2024 AIChE Annual Meeting
(576g) A Unified Approach for Identifying Dynamic Models Together with Terminal Quality Models for for Batch Processes
Batch processes are commonly found in many domains including chemical, mechanical, biochemical, agriculture and pharmaceutical industries due to the requirement of producing high-value products. Since the productions amount is small in batch process, it is important to maintain consistency in obtaining products with excellent quality and this can be only achieved by deploying a suitable control strategy. Production can be made profitable by using predictive control (MPC) to significantly reduce the waste costs and in order to develop such a strategy one must focus on the modelling aspect associated with the same. Typically in batch processes, there are dynamic variables which are measured at every time step and a set of quality variables associated with the final product, whose measurements are only available after the end of a batch. A good modeling strategy needs to incorporate both the dynamic and the quality information to fully utilize the available data. Various techniques have been developed over the years to address quality control in batch processes [1] and the most recent work [2] focuses on constructing a Linear Time Invariant State Space (LTI SS) model for capturing the dynamics of the process and a Partial Least Squares (PLS) regression model to establish the connection between the terminal dynamic "states" of a batch given by the LTI SS model with the quality measurements of that particular batch.

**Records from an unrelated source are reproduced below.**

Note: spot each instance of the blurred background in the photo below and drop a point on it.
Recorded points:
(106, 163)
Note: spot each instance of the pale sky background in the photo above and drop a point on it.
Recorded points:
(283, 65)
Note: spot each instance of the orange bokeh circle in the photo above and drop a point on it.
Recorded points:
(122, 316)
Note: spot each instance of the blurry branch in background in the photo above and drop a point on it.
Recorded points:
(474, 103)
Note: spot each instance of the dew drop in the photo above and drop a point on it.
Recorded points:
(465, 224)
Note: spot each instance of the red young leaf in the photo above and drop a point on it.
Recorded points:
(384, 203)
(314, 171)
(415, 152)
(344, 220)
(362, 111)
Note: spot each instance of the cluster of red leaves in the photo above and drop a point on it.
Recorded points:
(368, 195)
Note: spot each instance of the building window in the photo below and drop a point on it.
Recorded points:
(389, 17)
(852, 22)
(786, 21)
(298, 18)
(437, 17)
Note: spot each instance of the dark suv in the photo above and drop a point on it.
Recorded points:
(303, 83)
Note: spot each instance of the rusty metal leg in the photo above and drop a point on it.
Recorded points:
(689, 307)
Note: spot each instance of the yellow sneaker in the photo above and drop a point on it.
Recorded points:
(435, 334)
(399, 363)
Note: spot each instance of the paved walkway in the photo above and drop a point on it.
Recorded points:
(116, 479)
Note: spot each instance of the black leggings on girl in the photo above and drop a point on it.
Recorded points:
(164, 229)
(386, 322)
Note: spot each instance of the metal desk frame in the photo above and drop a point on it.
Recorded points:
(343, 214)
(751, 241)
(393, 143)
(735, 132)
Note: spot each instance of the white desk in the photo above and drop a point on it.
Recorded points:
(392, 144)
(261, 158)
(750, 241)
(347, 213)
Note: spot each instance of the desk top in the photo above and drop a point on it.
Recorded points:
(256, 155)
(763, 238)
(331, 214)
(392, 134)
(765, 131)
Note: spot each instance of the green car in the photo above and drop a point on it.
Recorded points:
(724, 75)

This strategy has overcome the challenges posed using previous techniques like dealing with uneven batch lengths and missing data, and also has achieved success in achieving closed loop control in a batch Rotational molding process [3]. However, these models were identified separately, with LTI SS model being identified first using subspace identification, followed by the PLS quality model. This might result in a suboptimal set of models, since the identification procedure for the dynamic model doesn't take into account the quality measurements. To ensure that both the models are connected during the identification, this work introduces an optimization framework designed to jointly identify the dynamic and the quality models for batch processes. The performance of this integrated model will be demonstrated using real experimental data obtained from a Uni-axial Rotational Molding process, which serves as a representative example of a typical batch process, and also will be compared with the performance of the previous approach.
References:
[1] Flores-Cerrillo J, MacGregor J. Control of batch product quality by trajectory manipulation using latent variable models. J Process Control. 2004;14:539–553
[2] Corbett, Brandon, and Prashant Mhaskar. "Subspace identification for data‐driven modeling and quality control of batch processes." AIChE Journal 62.5 (2016): 1581-1601.
[3] Garg, Abhinav, et al. "Model predictive control of uni-axial rotational molding process." Computers & Chemical Engineering 121 (2019): 306-316.